DupeRelink - Post processing the output of CPIPMain.py
to remove duplicate HTML files.¶
DupeRelink.py – Searches for HTML files that are the same, writes a single file into a common area and deletes all the others. Then re-links all the remaining HTML files that linked to the original files to link to the file in the common area. This is a space saving optimisation after CPIPMain.py has processed a directory of source files.
(CPIP36) $ python src/cpip/DupeRelink.py --help
usage: DupeRelink.py [-h] [-s SUBDIR] [-n] [-v] [-l LOGLEVEL] path
DupeRelink.py - Delete duplicate HTML files and relink them to save space. WARNING: This deletes in-place.
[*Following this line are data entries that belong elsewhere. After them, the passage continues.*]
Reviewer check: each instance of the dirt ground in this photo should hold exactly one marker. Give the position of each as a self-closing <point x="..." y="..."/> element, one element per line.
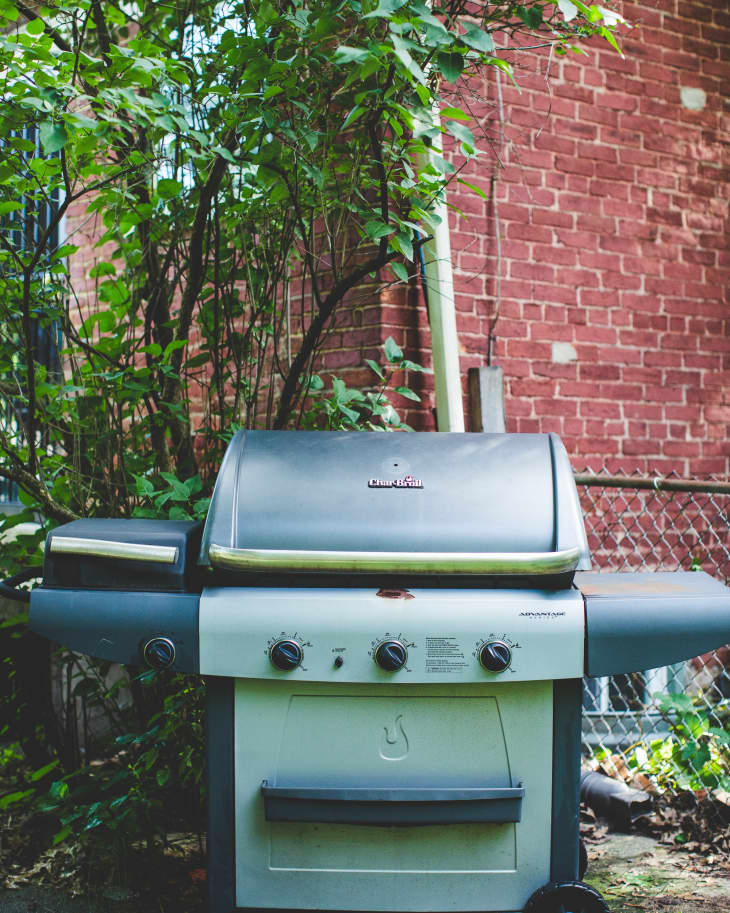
<point x="634" y="873"/>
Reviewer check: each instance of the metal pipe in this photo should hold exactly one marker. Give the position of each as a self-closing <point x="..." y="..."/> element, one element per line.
<point x="656" y="484"/>
<point x="439" y="280"/>
<point x="106" y="548"/>
<point x="491" y="564"/>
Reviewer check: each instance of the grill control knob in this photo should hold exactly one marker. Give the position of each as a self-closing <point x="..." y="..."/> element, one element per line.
<point x="495" y="656"/>
<point x="159" y="653"/>
<point x="285" y="655"/>
<point x="391" y="655"/>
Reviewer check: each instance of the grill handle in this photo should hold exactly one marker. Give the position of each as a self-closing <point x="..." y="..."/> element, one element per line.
<point x="399" y="807"/>
<point x="488" y="564"/>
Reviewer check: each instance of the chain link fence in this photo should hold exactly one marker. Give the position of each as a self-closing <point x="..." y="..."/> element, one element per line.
<point x="664" y="523"/>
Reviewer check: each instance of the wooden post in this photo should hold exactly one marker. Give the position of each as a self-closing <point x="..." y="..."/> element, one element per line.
<point x="486" y="399"/>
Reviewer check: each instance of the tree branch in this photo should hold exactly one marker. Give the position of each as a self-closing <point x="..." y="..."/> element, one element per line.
<point x="33" y="486"/>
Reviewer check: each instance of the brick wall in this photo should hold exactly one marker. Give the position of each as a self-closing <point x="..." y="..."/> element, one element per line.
<point x="612" y="209"/>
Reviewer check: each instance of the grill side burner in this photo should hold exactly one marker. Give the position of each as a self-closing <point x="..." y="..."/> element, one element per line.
<point x="393" y="630"/>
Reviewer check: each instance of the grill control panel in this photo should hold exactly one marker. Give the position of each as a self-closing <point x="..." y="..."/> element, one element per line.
<point x="362" y="635"/>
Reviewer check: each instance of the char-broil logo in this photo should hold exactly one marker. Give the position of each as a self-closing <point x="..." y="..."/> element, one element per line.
<point x="394" y="741"/>
<point x="405" y="482"/>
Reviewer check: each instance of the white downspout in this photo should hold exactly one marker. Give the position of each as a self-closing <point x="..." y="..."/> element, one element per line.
<point x="439" y="282"/>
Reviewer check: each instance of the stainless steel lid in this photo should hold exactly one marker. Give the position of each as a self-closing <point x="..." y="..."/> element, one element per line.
<point x="417" y="502"/>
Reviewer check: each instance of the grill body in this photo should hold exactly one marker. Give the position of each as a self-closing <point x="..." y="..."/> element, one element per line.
<point x="393" y="631"/>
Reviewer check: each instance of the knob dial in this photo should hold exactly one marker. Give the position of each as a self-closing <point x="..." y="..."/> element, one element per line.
<point x="391" y="655"/>
<point x="285" y="655"/>
<point x="159" y="653"/>
<point x="495" y="656"/>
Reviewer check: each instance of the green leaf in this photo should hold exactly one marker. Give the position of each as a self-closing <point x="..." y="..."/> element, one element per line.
<point x="35" y="27"/>
<point x="12" y="798"/>
<point x="61" y="835"/>
<point x="53" y="137"/>
<point x="42" y="771"/>
<point x="455" y="114"/>
<point x="393" y="351"/>
<point x="162" y="777"/>
<point x="568" y="9"/>
<point x="451" y="65"/>
<point x="463" y="134"/>
<point x="356" y="112"/>
<point x="403" y="54"/>
<point x="408" y="393"/>
<point x="530" y="15"/>
<point x="375" y="368"/>
<point x="167" y="188"/>
<point x="345" y="54"/>
<point x="103" y="268"/>
<point x="477" y="38"/>
<point x="385" y="9"/>
<point x="473" y="187"/>
<point x="375" y="229"/>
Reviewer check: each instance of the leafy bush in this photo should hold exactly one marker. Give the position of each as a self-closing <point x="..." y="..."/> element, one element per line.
<point x="695" y="756"/>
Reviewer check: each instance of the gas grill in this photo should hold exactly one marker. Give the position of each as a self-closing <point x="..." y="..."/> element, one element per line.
<point x="393" y="629"/>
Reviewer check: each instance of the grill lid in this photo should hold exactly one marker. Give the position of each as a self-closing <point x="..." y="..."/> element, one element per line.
<point x="419" y="502"/>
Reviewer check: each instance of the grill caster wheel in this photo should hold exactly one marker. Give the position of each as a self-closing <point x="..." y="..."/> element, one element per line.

Created by Paul Ross on 2017-09-26.
Copyright 2017. All rights reserved.
Licensed under GPL 2.0
USAGE
positional arguments:
path Path to source directory. WARNING: This will be
rewritten in-place.
optional arguments:
-h, --help show this help message and exit
-s SUBDIR, --subdir SUBDIR
Sub-directory for writing the common files. [default:
_common_html]
-n, --nervous Nervous mode, don't do anything but report what would
be done. Use -l20 to see detailed result. [default:
False]
-v, --verbose Verbose, lists duplicate files and sizes. [default:
False]
-l LOGLEVEL, --loglevel LOGLEVEL
Log Level (debug=10, info=20, warning=30, error=40,
critical=50) [default: 30]
-
cpip.DupeRelink.
_copy_delete_duplicates_fix_links
(hash_result, common_dir, nervous_mode, len_root_dir)¶ Copy a single file that is duplicated to the common area, rewrite the links in that copy to the original location then delete all duplicates.
-
cpip.DupeRelink.
_get_hash_result
(dir_path, file_glob)¶ Returns a dict of {hash : [file_path, ...], ...} from a root directory.
-
cpip.DupeRelink.
_prepare_to_process
(root_dir, file_glob)¶ Create a dict {hash : [file_paths, ...], ...} for duplicated files
-
cpip.DupeRelink.
_prune_hash_result
(hash_result)¶ Prunes a dict of {hash : [file_path, ...], ...} to just those entries that have >1 file_path.
-
cpip.DupeRelink.
_replace_in_file
(fpath, text_find, text_repl, nervous_mode, len_root_dir)¶ Reads the contents of the file at fpath, replaces text_from with text_repl and writes it back out to the same fpath.
-
cpip.DupeRelink.
_rewrite_links_where_files_deleted
(root_dir, sub_dir_for_common_files, nervous_mode, hash_result, len_root_dir)¶ In the directories where we have deleted files rewrite the links to the common directory.
-
cpip.DupeRelink.
main
()¶ Delete and relink common files.
-
cpip.DupeRelink.
process
(root_dir, sub_dir_for_common_files='_common_html', file_glob='*.html', nervous_mode=False, verbose=False)¶ Process a directory in-place by making a single copy of common files, deleting the rest and fixing the links.